I've got stuck at this problem:
Let $a$, $b$, $c$ be real numbers. Prove that $$\frac{a(a+b)}{4a^2+ab+b^2} + \frac{b(b+c)}{4b^2+bc+c^2} + \frac{c(c+a)}{4c^2+ca+a^2} \leq 1$$
Firstly, I've thought this : $$a^2 - 2ab + b^2 \geq 0$$ $$4a^2 + ab + b^2 \geq 3(ab + a^2)$$ $$\frac{a(a+b)}{4a^2 + ab + b^2} \leq \frac{1}{3}$$ Similarly we obtain that
$$\frac{b(b+c)}{4b^2+bc+c^2} \leq \frac{1}{3}$$ And $$\frac{c(c+a)}{4c^2+ca+a^2} \leq \frac{1}{3}$$ Summing all, we obtain the inequality.

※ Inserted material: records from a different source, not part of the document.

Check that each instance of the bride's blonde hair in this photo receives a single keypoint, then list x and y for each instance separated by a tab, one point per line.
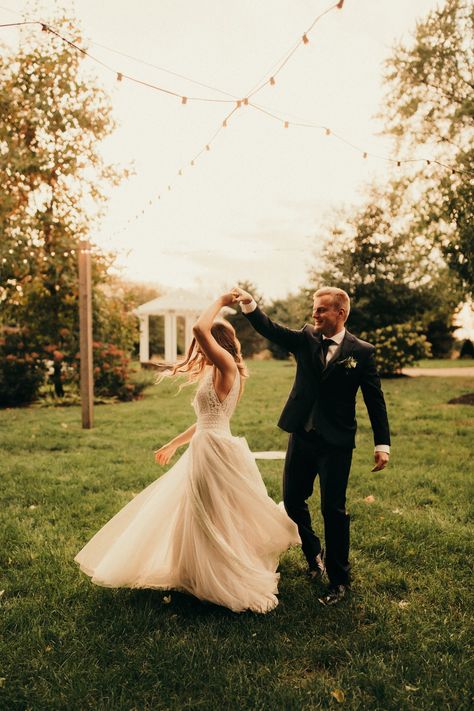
194	362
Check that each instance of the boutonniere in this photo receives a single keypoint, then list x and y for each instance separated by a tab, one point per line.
349	362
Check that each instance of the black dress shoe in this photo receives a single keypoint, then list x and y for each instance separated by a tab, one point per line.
317	568
334	594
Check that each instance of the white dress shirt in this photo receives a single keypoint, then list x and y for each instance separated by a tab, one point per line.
338	337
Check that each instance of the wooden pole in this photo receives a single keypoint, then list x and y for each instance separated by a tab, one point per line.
85	335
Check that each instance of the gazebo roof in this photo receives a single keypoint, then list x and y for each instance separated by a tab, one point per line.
178	301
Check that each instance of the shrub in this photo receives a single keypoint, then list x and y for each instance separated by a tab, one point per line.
112	374
22	369
398	346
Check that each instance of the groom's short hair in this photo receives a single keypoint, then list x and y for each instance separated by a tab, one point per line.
340	298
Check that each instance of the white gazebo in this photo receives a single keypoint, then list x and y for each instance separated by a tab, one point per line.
171	306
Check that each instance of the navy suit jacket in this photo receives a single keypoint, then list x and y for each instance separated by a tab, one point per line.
328	393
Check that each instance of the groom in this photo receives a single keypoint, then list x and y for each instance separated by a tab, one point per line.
331	365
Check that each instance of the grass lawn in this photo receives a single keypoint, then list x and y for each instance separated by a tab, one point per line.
401	641
446	363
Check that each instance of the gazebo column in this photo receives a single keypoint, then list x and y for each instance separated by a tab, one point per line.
171	338
144	339
189	321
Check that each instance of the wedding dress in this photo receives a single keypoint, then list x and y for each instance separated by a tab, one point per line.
206	527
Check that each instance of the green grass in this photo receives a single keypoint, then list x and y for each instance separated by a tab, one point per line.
446	363
400	642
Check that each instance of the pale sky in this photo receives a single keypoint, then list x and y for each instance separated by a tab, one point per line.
252	207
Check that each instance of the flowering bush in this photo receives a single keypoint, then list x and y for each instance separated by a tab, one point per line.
112	374
22	369
397	346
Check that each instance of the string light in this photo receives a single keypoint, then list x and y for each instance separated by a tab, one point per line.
119	75
245	101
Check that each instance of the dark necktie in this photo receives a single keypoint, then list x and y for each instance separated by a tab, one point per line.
325	347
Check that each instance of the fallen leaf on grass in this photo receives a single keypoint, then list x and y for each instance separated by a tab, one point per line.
338	694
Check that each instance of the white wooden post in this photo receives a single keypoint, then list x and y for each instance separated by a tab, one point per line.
85	335
144	339
171	340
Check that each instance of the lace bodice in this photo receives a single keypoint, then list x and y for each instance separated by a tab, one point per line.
211	412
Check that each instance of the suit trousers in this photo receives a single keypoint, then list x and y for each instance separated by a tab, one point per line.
308	456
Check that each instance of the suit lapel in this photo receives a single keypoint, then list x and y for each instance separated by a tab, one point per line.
344	351
316	351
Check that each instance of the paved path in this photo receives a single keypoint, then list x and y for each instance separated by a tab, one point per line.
467	372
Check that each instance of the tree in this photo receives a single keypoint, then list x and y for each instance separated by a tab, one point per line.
393	274
53	178
430	102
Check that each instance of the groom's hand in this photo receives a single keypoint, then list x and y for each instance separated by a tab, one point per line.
381	461
243	297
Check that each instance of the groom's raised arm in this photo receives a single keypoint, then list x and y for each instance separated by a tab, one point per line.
288	338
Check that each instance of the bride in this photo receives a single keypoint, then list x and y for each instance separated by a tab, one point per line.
207	526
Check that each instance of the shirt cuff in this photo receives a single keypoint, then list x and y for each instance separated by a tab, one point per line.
248	308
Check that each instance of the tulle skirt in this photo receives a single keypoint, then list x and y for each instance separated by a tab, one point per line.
206	527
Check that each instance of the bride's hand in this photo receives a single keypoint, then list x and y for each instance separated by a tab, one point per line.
228	298
164	454
241	296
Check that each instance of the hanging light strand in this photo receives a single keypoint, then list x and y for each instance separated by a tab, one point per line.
119	75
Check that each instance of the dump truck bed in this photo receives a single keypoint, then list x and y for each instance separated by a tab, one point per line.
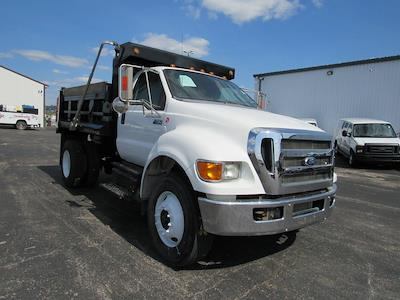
96	116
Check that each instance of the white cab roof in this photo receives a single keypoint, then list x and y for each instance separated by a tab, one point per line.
364	121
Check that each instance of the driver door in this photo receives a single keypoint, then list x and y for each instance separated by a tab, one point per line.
140	128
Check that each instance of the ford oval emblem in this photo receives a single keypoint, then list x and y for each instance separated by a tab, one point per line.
309	161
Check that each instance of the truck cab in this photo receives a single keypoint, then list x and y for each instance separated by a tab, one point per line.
367	140
195	152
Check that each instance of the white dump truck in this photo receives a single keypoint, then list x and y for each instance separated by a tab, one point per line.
195	151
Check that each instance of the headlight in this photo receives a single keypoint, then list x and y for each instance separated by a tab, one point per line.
217	171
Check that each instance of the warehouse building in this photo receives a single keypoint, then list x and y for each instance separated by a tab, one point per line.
366	88
18	91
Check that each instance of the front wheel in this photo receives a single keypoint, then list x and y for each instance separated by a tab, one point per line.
174	222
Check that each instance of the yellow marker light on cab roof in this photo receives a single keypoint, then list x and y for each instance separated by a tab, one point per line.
209	171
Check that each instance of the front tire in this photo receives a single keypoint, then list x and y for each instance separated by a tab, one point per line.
174	222
73	163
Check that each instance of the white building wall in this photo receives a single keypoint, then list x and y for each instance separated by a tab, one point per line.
19	90
369	90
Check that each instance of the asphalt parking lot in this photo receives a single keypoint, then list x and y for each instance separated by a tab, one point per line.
88	244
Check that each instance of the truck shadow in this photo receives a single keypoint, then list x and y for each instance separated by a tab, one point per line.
341	162
125	219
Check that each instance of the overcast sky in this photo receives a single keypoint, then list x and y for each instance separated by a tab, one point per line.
55	41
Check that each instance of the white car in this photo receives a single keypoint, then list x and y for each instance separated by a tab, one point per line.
310	121
367	140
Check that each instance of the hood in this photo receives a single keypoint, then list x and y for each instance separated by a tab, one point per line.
234	116
365	140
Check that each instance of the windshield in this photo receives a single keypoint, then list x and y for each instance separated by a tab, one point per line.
195	86
374	130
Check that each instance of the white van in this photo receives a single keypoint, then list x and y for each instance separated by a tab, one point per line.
367	140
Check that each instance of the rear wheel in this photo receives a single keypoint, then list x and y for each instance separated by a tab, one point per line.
73	163
21	125
174	222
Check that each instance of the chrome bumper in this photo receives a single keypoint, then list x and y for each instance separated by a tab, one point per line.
235	218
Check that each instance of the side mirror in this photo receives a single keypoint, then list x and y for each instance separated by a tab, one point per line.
125	83
119	106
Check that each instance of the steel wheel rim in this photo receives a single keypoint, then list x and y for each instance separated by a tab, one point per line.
66	165
169	219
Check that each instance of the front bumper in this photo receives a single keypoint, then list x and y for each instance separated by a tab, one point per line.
235	218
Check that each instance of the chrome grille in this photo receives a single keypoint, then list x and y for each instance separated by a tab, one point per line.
292	161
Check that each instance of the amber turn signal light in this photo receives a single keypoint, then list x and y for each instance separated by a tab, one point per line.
209	171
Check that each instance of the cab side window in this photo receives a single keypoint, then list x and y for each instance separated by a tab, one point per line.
156	89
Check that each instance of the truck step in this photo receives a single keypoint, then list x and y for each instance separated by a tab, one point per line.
128	168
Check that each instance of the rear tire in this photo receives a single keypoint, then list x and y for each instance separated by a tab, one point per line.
174	222
73	163
21	125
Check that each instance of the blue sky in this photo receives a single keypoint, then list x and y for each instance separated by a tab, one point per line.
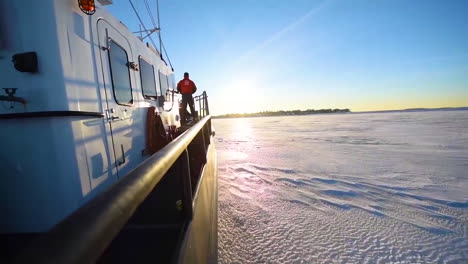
254	55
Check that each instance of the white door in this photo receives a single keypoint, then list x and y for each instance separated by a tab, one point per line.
118	79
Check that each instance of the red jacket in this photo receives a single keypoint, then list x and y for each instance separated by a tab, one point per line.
186	86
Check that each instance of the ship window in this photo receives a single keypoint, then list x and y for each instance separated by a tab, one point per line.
164	83
148	82
120	74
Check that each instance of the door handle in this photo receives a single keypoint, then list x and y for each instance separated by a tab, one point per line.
123	155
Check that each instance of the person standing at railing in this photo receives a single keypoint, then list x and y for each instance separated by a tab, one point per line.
187	87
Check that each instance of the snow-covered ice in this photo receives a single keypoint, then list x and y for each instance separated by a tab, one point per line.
344	188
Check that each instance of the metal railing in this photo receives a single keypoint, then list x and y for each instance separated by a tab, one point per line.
203	109
84	236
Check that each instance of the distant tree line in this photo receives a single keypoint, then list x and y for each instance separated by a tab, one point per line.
285	113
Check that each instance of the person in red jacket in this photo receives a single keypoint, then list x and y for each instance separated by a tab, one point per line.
187	87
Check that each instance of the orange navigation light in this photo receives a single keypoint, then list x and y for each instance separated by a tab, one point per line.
87	6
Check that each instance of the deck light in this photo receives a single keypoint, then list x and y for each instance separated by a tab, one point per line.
87	6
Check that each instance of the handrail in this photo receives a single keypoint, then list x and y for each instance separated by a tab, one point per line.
203	109
83	236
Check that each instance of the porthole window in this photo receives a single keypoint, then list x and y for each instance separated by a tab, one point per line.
164	83
148	81
120	74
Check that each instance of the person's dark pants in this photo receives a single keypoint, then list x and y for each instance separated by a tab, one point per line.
188	99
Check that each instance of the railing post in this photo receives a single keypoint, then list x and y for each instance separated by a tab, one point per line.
199	108
187	184
206	101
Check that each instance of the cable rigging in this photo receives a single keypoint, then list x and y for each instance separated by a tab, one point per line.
156	28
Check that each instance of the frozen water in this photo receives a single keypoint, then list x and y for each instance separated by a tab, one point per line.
345	188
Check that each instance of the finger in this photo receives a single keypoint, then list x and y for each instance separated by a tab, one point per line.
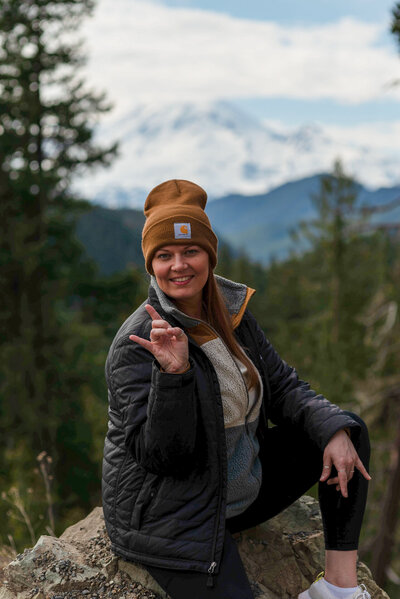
153	312
326	469
360	466
143	342
176	331
156	334
159	324
342	475
332	481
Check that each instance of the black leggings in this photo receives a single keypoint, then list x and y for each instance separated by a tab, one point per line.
291	465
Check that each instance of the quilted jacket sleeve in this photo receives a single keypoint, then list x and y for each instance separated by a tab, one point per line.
158	409
293	402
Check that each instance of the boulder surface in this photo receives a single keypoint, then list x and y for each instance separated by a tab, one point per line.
281	557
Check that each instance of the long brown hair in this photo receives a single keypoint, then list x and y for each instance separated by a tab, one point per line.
218	317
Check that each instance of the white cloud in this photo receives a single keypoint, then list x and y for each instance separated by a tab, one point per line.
141	51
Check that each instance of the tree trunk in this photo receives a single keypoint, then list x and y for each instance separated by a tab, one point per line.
384	541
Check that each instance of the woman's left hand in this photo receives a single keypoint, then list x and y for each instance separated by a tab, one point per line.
340	452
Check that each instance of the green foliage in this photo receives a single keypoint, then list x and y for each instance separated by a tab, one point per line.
395	25
47	351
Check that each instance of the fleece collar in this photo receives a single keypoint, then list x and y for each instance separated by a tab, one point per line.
236	296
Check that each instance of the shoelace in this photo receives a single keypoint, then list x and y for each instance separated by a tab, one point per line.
364	593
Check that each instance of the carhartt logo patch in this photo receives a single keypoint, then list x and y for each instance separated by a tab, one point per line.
182	231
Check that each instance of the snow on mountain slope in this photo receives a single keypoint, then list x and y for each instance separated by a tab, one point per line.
226	151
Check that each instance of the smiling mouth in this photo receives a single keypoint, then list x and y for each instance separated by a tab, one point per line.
181	279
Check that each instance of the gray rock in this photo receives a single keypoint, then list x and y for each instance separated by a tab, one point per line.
281	557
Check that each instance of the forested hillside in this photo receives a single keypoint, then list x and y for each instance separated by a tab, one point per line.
330	306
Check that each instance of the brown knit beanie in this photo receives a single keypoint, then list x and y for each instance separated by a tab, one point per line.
175	214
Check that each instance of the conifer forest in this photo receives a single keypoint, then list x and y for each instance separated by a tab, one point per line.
332	309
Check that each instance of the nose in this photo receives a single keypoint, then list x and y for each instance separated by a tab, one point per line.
179	262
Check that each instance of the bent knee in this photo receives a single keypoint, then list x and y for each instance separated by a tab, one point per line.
360	437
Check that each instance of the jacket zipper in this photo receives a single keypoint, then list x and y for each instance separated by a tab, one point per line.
213	564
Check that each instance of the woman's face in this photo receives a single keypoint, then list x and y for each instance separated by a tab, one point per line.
181	271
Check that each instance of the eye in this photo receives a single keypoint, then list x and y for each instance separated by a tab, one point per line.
162	256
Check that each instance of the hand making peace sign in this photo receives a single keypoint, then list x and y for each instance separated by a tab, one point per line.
169	345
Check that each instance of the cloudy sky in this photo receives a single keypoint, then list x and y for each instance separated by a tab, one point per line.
290	62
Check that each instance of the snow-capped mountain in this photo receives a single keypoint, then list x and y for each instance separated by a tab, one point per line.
226	151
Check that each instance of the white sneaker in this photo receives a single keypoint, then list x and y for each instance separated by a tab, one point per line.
319	590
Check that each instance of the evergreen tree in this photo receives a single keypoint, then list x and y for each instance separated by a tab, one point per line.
395	26
47	118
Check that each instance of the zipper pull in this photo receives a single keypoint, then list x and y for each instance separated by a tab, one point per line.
210	579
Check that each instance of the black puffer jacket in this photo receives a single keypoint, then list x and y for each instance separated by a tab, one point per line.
164	470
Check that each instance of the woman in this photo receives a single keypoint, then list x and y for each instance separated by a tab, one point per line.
188	457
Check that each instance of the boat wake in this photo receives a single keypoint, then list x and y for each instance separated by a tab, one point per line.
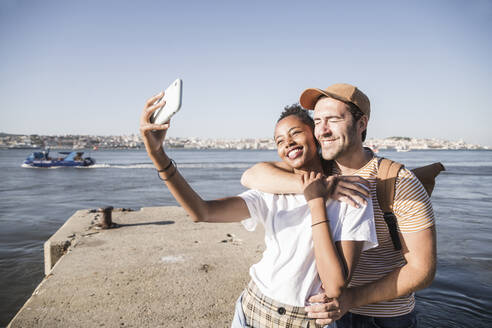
180	165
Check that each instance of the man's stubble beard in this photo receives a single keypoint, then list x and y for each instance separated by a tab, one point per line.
342	150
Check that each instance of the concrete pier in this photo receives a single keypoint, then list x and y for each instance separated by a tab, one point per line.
156	268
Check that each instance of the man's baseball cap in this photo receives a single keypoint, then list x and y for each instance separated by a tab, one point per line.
340	91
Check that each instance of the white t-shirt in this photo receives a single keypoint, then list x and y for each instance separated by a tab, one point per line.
287	271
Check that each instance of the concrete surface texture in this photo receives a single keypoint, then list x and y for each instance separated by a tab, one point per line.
155	269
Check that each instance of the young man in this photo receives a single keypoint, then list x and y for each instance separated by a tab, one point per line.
308	242
381	291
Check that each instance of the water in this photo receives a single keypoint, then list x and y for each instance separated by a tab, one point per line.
34	203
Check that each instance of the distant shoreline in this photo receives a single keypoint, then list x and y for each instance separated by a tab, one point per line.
134	141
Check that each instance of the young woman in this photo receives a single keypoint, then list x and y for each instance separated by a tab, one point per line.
309	242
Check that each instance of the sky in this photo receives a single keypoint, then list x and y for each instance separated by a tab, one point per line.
88	67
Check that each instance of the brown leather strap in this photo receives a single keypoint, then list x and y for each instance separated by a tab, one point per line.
385	183
427	175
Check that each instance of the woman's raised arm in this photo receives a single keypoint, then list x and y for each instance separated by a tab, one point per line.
230	209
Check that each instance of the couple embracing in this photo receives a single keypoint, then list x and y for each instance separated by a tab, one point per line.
327	245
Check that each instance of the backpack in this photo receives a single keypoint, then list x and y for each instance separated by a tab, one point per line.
385	189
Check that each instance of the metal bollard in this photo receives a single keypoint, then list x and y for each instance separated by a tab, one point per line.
106	221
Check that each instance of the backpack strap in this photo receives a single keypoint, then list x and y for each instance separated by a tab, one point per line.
385	190
385	183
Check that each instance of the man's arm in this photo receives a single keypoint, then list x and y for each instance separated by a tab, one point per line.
413	209
419	250
279	178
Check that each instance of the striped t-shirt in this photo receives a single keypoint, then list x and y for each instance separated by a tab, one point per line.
413	211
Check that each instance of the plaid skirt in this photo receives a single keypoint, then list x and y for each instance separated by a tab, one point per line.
263	312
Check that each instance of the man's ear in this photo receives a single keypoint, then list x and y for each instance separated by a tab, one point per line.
362	123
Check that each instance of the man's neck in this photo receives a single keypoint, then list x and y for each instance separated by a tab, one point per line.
353	161
314	166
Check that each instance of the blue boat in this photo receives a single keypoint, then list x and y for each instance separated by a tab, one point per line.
69	159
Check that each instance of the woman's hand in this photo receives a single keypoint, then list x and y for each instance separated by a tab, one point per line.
313	186
153	135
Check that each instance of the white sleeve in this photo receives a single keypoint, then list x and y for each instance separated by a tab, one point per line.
357	224
257	206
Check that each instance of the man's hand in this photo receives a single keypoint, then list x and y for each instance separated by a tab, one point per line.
352	190
329	309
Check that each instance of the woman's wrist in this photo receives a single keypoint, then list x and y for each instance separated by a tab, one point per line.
161	161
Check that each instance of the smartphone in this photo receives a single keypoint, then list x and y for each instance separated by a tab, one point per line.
172	96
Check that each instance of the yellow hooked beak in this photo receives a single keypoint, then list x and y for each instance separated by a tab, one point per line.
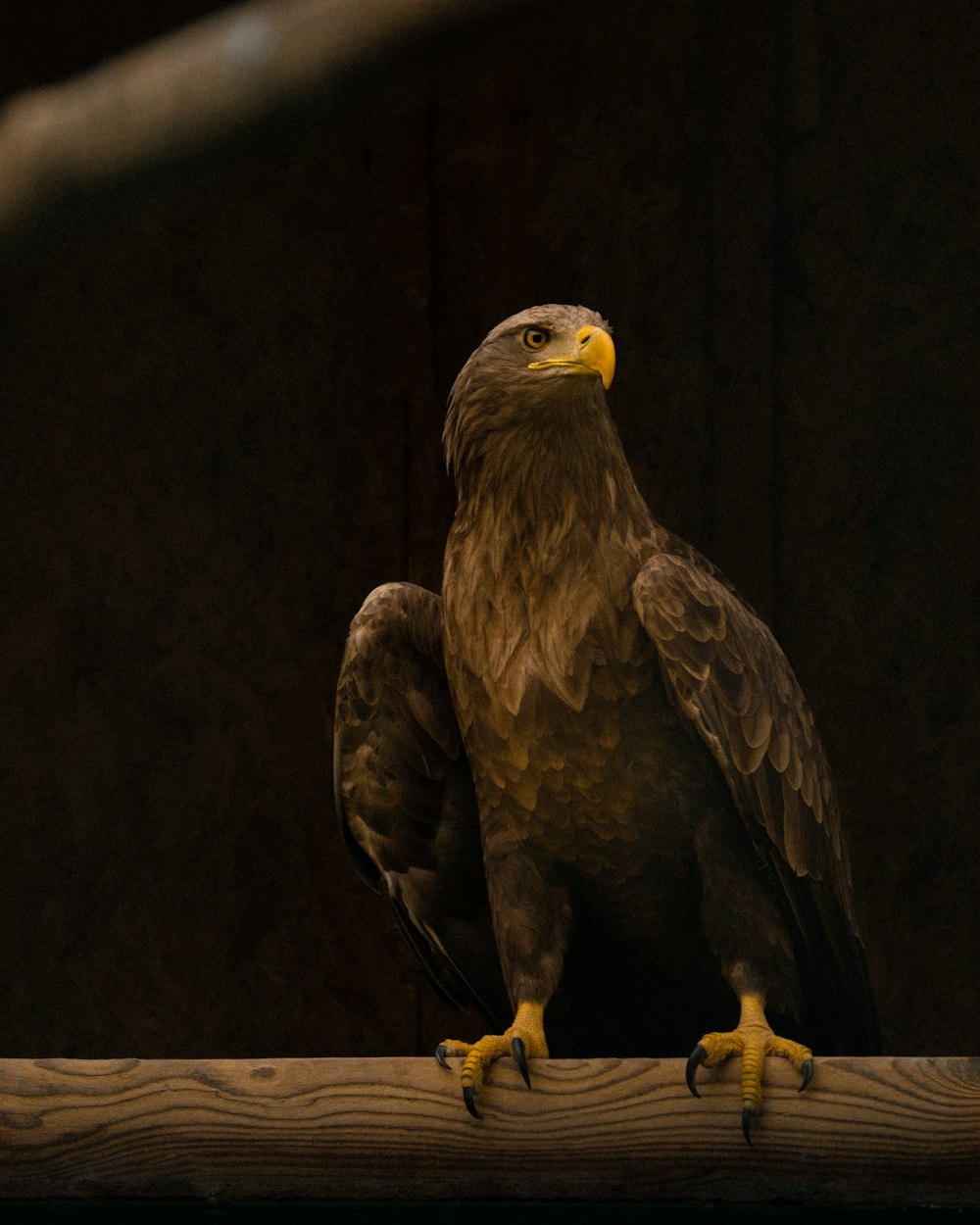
593	353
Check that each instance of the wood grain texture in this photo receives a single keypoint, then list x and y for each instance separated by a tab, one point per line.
901	1131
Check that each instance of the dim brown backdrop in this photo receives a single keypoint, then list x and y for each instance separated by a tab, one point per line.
221	395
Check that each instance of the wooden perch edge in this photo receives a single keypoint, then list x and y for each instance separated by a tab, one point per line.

Is this way correct? (I have doubts about my solution because this problem was found in a math magazine which usually has difficult problems(at least for me)). Or is there a another way?
Thanks!
The inequality is equivalent to: $$ \sum_{cyc}\frac{3a(a+b)}{4a^2+ab+b^2}≤3\iff \\ 0≤\sum_{cyc}1-\frac{3a(a+b)}{4a^2+ab+b^2}=\sum_{cyc}\frac{a^2-2ab+b^2}{4a^2+ab+b^2}=\sum_{cyc}\frac{(a-b)^2}{(a-b)^2+3a(a+b)}\iff\\ 0≤\sum_{cyc}\frac{(a-b)^2}{\left(\frac{7}{4}a-\frac{1}{4}b\right)^2+\frac{15}{16}(a+b)^2} $$ Which is obvious.